Peter L. Salgo, MD: What percentage of patients get diagnosed after becoming symptomatic? And let’s say, for the sake of the argument, symptomatic is a fracture.
Thomas P. Olenginski, MD, FACP, CCD: I’ll tell you what we do at our institution, and anybody that does FLS [fracture liaison service] care does the same. We did this because it wasn’t being done. So between 2008 and now, we’ve looked at 4 separate analyses. We want to be 100%, so we see someone in the hospital and we invite them to come back. Surprisingly, we only see 1 of every 2 patients. We only see 50%, because patients choose to go back to their primary care doctor, or they choose that because of a distance from us.
We treat 75% to 80% of the patients who do not have a contraindication post-fracture. That’s good, but what else have we learned? Even under our care, we lose them to follow-up. The typical blueprint in the medical record is maybe a preauthorization, they’re discussing cost, and it’s gone.
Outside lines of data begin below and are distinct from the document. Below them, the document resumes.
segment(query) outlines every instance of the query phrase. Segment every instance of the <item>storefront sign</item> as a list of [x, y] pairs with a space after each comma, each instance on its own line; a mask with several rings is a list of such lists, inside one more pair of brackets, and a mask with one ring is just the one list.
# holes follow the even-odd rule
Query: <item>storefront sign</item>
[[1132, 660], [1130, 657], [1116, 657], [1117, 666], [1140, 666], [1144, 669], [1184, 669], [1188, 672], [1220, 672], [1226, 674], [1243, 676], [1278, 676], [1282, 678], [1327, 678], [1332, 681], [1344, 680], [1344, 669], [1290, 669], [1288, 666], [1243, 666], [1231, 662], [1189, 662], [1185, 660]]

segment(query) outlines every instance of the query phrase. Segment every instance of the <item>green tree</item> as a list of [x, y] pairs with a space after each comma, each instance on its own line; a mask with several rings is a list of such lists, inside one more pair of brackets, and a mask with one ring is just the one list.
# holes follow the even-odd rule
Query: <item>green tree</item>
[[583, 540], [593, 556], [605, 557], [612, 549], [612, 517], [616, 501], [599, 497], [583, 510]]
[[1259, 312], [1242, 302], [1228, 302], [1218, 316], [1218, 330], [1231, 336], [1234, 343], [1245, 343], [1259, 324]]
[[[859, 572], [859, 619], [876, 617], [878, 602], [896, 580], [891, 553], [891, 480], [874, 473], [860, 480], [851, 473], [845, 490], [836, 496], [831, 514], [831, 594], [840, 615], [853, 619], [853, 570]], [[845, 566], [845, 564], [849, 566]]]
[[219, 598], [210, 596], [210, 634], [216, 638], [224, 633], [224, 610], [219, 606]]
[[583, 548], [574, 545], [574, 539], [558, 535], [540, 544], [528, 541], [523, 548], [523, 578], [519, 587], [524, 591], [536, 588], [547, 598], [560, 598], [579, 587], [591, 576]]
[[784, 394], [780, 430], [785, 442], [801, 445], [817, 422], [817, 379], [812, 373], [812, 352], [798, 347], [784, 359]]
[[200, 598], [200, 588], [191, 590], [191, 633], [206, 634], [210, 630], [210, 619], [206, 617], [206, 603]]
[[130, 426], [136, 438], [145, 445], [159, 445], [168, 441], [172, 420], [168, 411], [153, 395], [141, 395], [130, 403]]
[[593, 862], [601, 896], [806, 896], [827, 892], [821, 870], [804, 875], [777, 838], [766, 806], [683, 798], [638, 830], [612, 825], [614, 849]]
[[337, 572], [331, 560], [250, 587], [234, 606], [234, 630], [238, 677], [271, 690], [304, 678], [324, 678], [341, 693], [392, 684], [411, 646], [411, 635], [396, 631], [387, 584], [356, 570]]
Or you just say, “Canceled,” or “No show.” So the focus for post-fracture care and secondary fracture prevention is because it’s not being done. It’s not because no one necessarily wants to do it, it just tends to get lost in the…. We talked about comorbidities. Patients are going back and they have 3 or 4 other problems. The bone problem tends to get lost and we don’t get this done.
Andrea J. Singer, MD, FACP, CCD: Nationally, on a good day at best, you’re talking about 30% to 40% of people following a fracture getting diagnosed or treated. And it depends on what plan you look at, whether it’s an HMO [health maintenance organization] or not. But that’s probably on the high side.
Peter L. Salgo, MD: That’s crazy. That’s just crazy.
Andrea J. Singer, MD, FACP, CCD: Of course it is, absolutely.
Peter L. Salgo, MD: At what age would you test everybody?
Claire Gill: Well, our guidelines say to test every woman over the age of 65.
Peter L. Salgo, MD: OK. What about family history? Does that impact it?
Claire Gill: It does.
Peter L. Salgo, MD: How so?
Claire Gill: Well, doctors can tell you the specifics on how a family history would be….
Thomas P. Olenginski, MD, FACP, CCD: The big thing is a parent who had a hip fracture before the age of 80. But if I know that there are other fractures, or if I know in that family a parent’s being treated for osteoporosis, and if there are other risks—let’s say type 2 diabetes, someone smokes, someone has rheumatoid arthritis—that adds to the risk. And essentially to get the discussion in front of the patient, between the doctor and the patient, you need some data and you need something…. Again, a bone density test coupled with all of that is the best way to make that initial decision. And if everything is really good, that’s not the patient for whom we’re going to be doing a DEXA [dual energy x-ray absorptiometry scan] on every 2 years. It’s only the patient at risk, where we’re close to intervening with medicine or we’re intervening and we’re using that to determine their response to treatment.
Peter L. Salgo, MD: You mentioned something that I want to follow up on, because we did mention blood tests. What blood tests?
Andrea J. Singer, MD, FACP, CCD: Well, for somebody who has had a fracture, somebody who is at risk or for whom you diagnosed osteoporosis, there are certain basic blood tests that should be done. They’re not diagnostic tests. They’re part of a secondary evaluation to make sure that there is not something else going on that could be treated. There are things like a complete blood count, a comprehensive metabolic panel that includes looking for disorders of calcium metabolism. We consider kidney function and liver function. We look at a 24-hour urine calcium, and a vitamin D level. There are bone turnover markers, which indicate, they’re an indirect measure of either bone breakdown, bone resorption, or bone formation. Sometimes those can be helpful, because they’re sort of an independent indicator or risk factor in addition to bone density. But if you think it’s difficult to get bone density tests paid for, bone turnover markers are a whole other aspect.
Peter L. Salgo, MD: I sit at this table a lot. This is a conversation that comes up over and over and over again. The third-party payers always say, “There’s only so much money, and I can’t spend our money on this.” We had somebody challenge someone and say, “It’s not your money. It’s the patient’s money.” They still didn’t get it, I don’t think. But for a disease this prevalent, with this much morbidity and comorbidity, it seems really sad that we’re not getting this paid for the way it should be. After all, your disease is the most important disease.
Andrea J. Singer, MD, FACP, CCD: I think that for those of us who see patients and see the consequences, what you just said is absolutely true. It is sad to take somebody who is at a time in their life where they want to enjoy things and all of a sudden can’t pick up their grandkids, can’t get in the car and drive, can’t be out on the golf course, can’t travel, can’t do the things that give life meaning. We’ve done a number of surveys with our online population through the National Osteoporosis Foundation. What patients and caregivers worry the most about: It’s not dying. Nobody wants to die. But what they worry the most about is losing independence and losing mobility. We should be doing something to try to prevent that.